Let us assume there are $N$ D5 branes in each face of the tiling. Then on the world-volume, we have a four-dimensional $\mathcal{N}=1$ gauge theory characterized by its gauge group, its matter content and its superpotential. This can all be read from the tiling :

• The faces are associated with the gauge nodes of the quiver.
• The links of the tiling are associated with chiral multiplets, which are arrows in the quiver.
• The vertices are associated with superpotential terms, whose sign is given by the color of the node. They correspond to certain loops in the quiver.

For the above tiling, the quiver diagram is obtained as illustrated below :

From the tiling in a fundamental cell we see that the superpotential will have one order 6 term with positive sign, three order four terms with negative sign and two order three terms with positive sign. In other words, the brane tiling give a very physical realization of the quiver gauge theory !

Note that the quiver diagram can be seen as the graph dual to the brane tiling. This means that it is a graph drawn on a torus, where the vertices are the gauge group factors, the links are the chiral multiplets and the faces are the superpotential terms. Only those quiver theories that admit such a representation can be obtained from a toric brane tiling. In our example, the toric quiver diagram is made of hexagons surrounded by six squares. Each square is surrounded by two hexagons and two triangles. Each triangle is surrounded by three squares.
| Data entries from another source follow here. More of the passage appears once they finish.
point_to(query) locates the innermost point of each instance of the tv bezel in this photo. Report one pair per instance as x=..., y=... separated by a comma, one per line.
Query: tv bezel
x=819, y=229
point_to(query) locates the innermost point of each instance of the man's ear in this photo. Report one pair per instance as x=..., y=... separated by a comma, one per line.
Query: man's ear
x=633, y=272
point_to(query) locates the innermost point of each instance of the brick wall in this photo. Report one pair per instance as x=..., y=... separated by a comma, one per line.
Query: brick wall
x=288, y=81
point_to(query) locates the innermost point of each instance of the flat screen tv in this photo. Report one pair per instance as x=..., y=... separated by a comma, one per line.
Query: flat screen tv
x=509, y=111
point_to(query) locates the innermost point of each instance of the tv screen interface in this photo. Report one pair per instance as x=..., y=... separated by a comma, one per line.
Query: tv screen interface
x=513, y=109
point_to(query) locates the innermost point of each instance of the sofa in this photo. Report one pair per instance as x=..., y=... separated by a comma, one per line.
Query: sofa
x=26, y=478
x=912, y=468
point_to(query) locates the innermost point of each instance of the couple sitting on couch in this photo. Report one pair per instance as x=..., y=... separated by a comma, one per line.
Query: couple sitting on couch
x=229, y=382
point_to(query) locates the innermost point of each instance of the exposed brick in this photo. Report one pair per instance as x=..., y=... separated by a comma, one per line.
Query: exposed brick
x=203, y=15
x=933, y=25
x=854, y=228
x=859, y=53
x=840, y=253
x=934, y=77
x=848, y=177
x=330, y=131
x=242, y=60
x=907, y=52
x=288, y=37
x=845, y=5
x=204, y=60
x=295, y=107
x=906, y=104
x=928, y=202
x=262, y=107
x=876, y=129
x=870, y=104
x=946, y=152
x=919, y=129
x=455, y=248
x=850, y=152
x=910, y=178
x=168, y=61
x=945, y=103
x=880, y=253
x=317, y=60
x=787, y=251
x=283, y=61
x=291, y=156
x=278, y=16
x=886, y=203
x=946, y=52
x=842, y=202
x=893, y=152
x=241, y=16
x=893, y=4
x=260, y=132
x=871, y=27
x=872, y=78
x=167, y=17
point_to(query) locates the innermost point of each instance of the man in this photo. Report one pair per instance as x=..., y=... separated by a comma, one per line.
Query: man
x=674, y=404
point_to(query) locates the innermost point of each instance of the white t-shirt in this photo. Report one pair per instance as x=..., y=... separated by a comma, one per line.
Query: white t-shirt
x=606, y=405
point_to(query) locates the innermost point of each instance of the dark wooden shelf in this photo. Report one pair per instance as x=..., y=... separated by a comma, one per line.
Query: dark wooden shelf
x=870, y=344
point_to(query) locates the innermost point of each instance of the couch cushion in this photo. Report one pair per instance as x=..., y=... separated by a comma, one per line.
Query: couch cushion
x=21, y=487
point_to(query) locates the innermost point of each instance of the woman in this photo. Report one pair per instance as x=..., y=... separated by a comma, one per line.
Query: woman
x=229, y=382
When we are given a toric bipartite graph, we can associate to each link a weight, as illustrated with the b) part of the first figure above. This weight is a pure sign if the link is inside a fundamental cell, and a sign and a fugacity if the link crosses the border of the fundamental cell, with an exponent which depends on the orientation of the link. In our example, the 12 links give 12 weights that can be gathered in a matrix

K=\left( \begin{array}{c|ccc}  & \ \ 2 \ \ & \ \ 4 \ \ & \ \ 6 \ \ \\ \hline
1 & 1+w & 1-zw & 1+z \\
3 & 1   & -1 & -w^{-1} \\
5 & -z^{-1} & -1 & 1 \end{array} \right)

where the lines correspond to the white nodes and the columns to the black nodes. The determinant of this matrix is a (generalized) polynomial

P(z,w)=w^{-1}z^{-1}-z^{-1}-w^{-1}-6-w-z+wz

whose coefficients can be represented in a diagram as follows:

This is an example of a toric diagram. It encodes toric geometry data that can be seen as the Calabi-Yau space probed by D3 branes that give our configuration after two T-dualities. For more details about all this construction, one can refer to this review by Kennaway.